Estamos à mercê da internet, nenhuma dúvida. A questão é: por que isso acontece? Nada mais inquietante, até estranhamente aterrorizador, do que a certeza de que se está à mercê de algo ainda coberto por névoa( como usuários agressivos, mascarados por perfis nas redes sociais).

O jornal Edição do Brasil, de Minas Gerais, publicou em janeiro deste ano uma suposta entrevista dada pelo jornalista e doutor em Ciência Política Leonardo Sakamoto. A manchete afirmava:“ Cientista político diz que aposentados são‘ inúteis à sociedade’” e, ao longo do texto, a matéria atribuía a ele uma série de opiniões maldosas sobre o reajuste do salário mínimo, contendo, segundo o jornal, duras críticas.
“ Três formas para convencer os pobres que aumentar o salário mínimo é ruim”. Esse foi o título do texto encontrado no Blog do Sakamoto, que deu início à confusão. O texto criticava, com muita ironia( característica do autor), os discursos contrários ao reajuste salarial. Dizia, de forma satírica, que aposentados não podem receber aumentos na mesma progressão que a população economicamente ativa, pois esta pode vender sua força de trabalho e merece comer, beber, comprar remédios. Ressaltava que o governo tem que se preocupar em garantir a manutenção da mão de obra para o capital e, sendo assim, chegando em tal idade, os idosos deveriam serem destinados a instituições de“ reciclagem”.
Pessoas que não conhecem as ideias de Sakamoto, e muito provavelmente não leem seu blog, começaram a compartilhar o texto, indignadas. Isso fez com que a mentira fosse difundida na rede e tomasse proporções incontroláveis. A difusão foi tão grande, que as“ duras críticas” chegaram com extrema facilidade aos olhos dos aposentados. Estes e outros internautas publicaram mensagens de ódio na rede, algumas diretamente ao jornalista, nas quais podia se perceber que os autores certamente tinham os olhos saltando de tão esbugalhados e a boca espumando enquanto digitavam, de tanta raiva que continham.
Essas redes de ódio, mesmo depois de saber que a entrevista não era verdadeira e que não refletia o pensamento de Leonardo, tomaram o conteúdo como verdade absoluta e poluíram o mar da internet como se não houvesse alguém do outro lado da tela.“ Esse desgraçado é vendido para o governo federal”, frases como essa eram facilmente encontradas, com a acusação de que o blogueiro era pago para falar mal de aposentados.

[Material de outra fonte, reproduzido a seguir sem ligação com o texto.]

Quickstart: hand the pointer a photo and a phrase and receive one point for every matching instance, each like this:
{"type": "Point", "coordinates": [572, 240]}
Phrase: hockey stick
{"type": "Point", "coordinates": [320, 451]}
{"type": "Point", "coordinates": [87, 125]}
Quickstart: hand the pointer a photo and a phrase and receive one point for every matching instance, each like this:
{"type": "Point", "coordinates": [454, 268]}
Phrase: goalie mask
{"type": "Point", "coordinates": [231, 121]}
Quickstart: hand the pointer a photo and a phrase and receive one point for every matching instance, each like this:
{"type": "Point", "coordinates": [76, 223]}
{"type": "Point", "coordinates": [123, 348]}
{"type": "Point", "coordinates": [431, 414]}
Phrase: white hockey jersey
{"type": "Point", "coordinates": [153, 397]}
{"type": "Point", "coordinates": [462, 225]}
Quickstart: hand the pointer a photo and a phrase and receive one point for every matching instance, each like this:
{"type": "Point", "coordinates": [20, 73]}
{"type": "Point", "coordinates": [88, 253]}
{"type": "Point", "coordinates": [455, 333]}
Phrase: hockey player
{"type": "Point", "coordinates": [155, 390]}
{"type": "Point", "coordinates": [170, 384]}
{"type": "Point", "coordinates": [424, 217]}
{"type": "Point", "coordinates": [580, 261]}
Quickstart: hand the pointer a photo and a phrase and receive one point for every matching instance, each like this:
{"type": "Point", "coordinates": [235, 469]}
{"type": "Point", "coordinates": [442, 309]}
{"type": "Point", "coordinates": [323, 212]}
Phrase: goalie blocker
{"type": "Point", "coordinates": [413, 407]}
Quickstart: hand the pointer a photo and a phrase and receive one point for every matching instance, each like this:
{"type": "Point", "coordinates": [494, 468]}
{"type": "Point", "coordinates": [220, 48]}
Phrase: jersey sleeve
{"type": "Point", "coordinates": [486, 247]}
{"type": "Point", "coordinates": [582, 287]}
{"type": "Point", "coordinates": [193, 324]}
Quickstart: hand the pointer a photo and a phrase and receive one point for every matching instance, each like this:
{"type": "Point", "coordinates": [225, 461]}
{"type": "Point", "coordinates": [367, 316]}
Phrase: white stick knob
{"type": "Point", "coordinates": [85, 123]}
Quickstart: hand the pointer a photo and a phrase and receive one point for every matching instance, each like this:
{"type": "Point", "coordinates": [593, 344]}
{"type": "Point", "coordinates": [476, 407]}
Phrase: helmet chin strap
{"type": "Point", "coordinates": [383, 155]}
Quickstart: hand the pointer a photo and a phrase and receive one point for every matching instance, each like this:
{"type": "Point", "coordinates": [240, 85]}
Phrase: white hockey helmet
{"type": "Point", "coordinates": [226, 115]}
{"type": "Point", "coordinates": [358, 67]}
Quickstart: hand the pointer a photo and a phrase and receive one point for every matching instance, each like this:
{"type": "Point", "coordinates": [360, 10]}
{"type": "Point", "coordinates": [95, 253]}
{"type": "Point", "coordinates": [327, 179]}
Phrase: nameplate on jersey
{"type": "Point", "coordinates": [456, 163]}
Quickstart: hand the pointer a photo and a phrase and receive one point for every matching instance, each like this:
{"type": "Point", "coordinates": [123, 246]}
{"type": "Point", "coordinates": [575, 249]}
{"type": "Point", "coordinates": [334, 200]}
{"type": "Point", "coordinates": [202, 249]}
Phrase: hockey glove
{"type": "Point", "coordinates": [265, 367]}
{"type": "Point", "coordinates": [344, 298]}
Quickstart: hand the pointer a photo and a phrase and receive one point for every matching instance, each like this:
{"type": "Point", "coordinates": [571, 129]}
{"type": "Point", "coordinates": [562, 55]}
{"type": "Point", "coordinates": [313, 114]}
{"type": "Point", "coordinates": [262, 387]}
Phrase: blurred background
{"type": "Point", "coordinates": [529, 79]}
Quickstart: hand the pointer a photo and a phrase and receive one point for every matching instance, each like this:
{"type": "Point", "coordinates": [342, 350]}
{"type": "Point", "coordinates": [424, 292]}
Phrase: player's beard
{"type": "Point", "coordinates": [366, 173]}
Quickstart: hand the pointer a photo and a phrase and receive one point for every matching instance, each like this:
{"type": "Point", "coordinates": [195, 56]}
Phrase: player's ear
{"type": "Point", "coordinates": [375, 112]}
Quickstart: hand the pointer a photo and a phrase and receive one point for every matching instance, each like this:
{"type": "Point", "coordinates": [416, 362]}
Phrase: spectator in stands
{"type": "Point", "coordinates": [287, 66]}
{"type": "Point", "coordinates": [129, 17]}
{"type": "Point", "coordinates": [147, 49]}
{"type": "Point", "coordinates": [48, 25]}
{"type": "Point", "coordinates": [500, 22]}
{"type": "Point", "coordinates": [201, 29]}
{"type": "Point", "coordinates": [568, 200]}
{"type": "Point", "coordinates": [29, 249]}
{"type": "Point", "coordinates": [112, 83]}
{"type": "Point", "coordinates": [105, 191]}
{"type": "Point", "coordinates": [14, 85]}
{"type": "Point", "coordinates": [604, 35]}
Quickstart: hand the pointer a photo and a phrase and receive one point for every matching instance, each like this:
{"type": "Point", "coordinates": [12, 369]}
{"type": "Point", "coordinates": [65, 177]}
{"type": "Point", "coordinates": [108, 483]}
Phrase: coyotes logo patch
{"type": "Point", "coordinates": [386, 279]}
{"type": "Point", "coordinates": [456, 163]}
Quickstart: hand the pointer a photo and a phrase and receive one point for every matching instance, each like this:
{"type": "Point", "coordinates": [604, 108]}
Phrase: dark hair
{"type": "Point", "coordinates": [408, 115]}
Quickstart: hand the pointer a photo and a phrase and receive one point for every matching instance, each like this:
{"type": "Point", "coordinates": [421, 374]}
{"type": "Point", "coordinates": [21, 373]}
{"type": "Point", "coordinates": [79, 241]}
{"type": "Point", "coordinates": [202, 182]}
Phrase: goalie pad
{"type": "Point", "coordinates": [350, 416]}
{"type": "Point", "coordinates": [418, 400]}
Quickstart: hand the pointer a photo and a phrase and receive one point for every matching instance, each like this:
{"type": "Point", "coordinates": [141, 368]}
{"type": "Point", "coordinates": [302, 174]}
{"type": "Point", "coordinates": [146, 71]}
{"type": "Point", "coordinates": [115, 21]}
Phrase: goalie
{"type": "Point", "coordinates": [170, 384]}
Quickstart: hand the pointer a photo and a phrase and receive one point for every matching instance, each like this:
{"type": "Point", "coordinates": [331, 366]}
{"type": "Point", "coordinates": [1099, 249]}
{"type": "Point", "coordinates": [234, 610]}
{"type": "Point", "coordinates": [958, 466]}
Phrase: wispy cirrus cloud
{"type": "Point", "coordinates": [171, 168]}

Tamanho foi o ódio, que o jornalista foi obrigado a acionar seus advogados em uma tentativa de defesa. Isso levantou a um ponto que vinha sendo discutido há algum tempo: a segurança na internet. Só que, desta vez, direcionada aos jornalistas do Brasil. Por que jornalistas são tão hostilizados por exercerem sua profissão? Por que existem tantos delitos na rede? Por que esse ódio todo? A resposta talvez possa ser explicada pelo fato de que ainda há muitas dificuldades em se apurar crimes na internet, devido a uma série de fatores que não entram em questão aqui. Vale lembrar que os órgãos responsáveis por cuidar desses delitos buscam criminalizar( Quem? ou O Que?) o máximo possível e fazer com que a navegação seja algo controlado.
Por conta de casos como esses, leis já foram propostas no Congresso Nacional com o intuito de combater os crimes na rede. Mas o conteúdo destas é um tanto quanto radical e pode mudar a maneira como se navega na internet. Um ambiente censurado cheio de repressão viria à tona, os direitos dos usuários seriam feridos e as redes sociais virariam uma espécie de Big Brother Brasil, só que sem as festinhas costumeiras.
O ideal seria que se encontrasse formas de combater os“ web-delitos”, sem no entanto tirar a liberdade de expressão dos internautas, pois todos são iguais perante a lei. O pior é que isso tudo talvez não passe de uma onda passageira, que será rapidamente superada pelos velhos“ memes” da internet, e que tudo continuará na mesma, como qualquer notícia quente que aparece na rede.
Os toques dos dedos dão“ likes” sem parar e o alarme de notificação dos celulares tocam o tempo todo. Estamos à mercê.